Agradecimiento y diálogo. Dos palabras clave durante estas semanas. Por una parte, agradecimiento de la Iglesia española ante los 8,5 millones de contribuyentes que marcaron la X en la Declaración de la Renta de 2019, que corresponde a la actividad económica en 2018. Y otra palabra, la del diálogo. Porque cuando llega este momento de poner sobre la mesa los datos reales de quienes marcan la casilla de la Iglesia, los medios de comunicación se hacen eco de las críticas gubernamentales por la supuesta falta de información de cada euro recibido. Esta crítica contrasta con los tomos que cada año se entregan al Ministerio de Justicia con la Memoria Anual de Actividades de la Iglesia que justifica completamente en qué se emplean los recursos recibidos.
Cada año nuevos contribuyentes marcan la casilla de la Iglesia y el número de quienes la apoyaron aumenta en 16,6 millones, alcanzando los 284,4 millones de euros, un incremento del 6,19% con respecto al año anterior. Son cifras que alientan porque significa que la Iglesia cuenta con más recursos para continuar su actividad asistencial, educativa, evangelizadora, cultural y de servicio a toda la sociedad. Significa que cuantos más recursos, más se puede ayudar a quien lo necesita.
El vicesecretario para Asuntos Económicos de la CEE, Fernando Giménez Barriocanal, destaca en sus intervenciones que cada euro que se invierte en la Iglesia, revierte en la sociedad en dos, tres y hasta cuatro euros. Por eso, «es una gran inversión».

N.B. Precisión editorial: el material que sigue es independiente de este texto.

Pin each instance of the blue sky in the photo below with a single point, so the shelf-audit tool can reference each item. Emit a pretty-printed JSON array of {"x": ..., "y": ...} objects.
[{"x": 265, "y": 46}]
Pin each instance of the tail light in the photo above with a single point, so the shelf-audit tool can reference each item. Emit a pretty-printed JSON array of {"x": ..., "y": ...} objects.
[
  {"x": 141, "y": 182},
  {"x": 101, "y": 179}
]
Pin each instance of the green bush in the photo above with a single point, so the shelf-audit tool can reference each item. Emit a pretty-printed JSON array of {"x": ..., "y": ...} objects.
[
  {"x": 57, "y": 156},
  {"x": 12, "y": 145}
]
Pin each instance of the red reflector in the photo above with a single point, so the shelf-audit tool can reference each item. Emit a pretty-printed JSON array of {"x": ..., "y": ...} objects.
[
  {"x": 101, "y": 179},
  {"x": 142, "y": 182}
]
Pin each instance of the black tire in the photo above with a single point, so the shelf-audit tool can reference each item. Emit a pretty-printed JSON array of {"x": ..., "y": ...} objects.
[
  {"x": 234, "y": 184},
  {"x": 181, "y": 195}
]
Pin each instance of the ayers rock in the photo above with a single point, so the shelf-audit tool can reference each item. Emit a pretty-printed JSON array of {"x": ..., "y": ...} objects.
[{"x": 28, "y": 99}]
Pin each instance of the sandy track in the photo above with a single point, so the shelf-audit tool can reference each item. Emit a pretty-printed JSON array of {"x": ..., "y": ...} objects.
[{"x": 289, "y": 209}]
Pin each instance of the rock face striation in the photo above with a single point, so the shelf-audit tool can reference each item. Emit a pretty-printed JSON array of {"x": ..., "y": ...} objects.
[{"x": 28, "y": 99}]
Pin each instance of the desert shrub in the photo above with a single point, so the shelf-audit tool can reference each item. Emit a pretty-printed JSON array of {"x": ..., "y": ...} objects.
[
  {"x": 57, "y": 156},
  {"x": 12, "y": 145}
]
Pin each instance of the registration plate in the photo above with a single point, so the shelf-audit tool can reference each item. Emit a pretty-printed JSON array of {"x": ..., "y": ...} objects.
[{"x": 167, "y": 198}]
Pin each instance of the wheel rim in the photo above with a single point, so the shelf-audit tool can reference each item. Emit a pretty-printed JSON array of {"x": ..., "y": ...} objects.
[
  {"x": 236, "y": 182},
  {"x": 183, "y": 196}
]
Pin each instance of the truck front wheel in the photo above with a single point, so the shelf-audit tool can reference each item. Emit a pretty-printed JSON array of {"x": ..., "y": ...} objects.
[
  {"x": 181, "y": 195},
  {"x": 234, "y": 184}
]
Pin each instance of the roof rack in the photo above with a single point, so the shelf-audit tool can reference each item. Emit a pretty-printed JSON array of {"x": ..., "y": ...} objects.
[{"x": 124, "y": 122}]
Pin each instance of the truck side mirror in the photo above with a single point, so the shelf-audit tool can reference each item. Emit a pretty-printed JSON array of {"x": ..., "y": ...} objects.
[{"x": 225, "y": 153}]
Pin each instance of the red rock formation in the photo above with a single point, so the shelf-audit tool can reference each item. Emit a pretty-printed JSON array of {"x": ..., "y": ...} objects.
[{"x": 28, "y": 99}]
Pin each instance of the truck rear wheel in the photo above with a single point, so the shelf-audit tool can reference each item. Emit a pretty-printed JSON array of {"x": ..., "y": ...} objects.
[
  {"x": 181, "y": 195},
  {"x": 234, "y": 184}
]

Y más allá de la realidad objetiva de los datos, la Iglesia cumple con la Ley. Siguiendo los Acuerdos Iglesia-Estado de 1979, se presenta toda la documentación como así se pidió, «hasta los justificantes bancarios, y los mayores de las cuentas de todo lo que recibía». En el año 2006 se produjo una reactualización de este acuerdo, el Gobierno pidió a la CEE una ampliación de la Memoria y desde aquel momento cada año se ha ido mejorando, presentándose también ante la opinión pública y los fieles, y siendo auditada y contrastada por empresas independientes.
Hasta ahora estas eran las reglas de juego que se habían marcado. Y la Iglesia está dispuesta al encuentro y al diálogo sobre estos temas y cualquier otro, pero al diálogo cara a cara dejando atrás los dimes y diretes de algunos medios de comunicación. El proceso de transparencia que ha implantado poco a poco la CEE cuenta con instrumentos veraces y comprometidos con la verdad, porque para la Iglesia la transparencia no es una moda ni un eslogan… sino que es un deber de conciencia y compromiso con el Evangelio, fidelidad sincera con los contribuyentes.
Por todo ello, las palabras son de agradecimiento a tantas personas que apoyan la labor de la Iglesia y de diálogo para el Gobierno. La mano está tendida desde hace tiempo, con transparencia, porque sabemos que la apuesta por el bien común está en las entrañas de la Doctrina Social.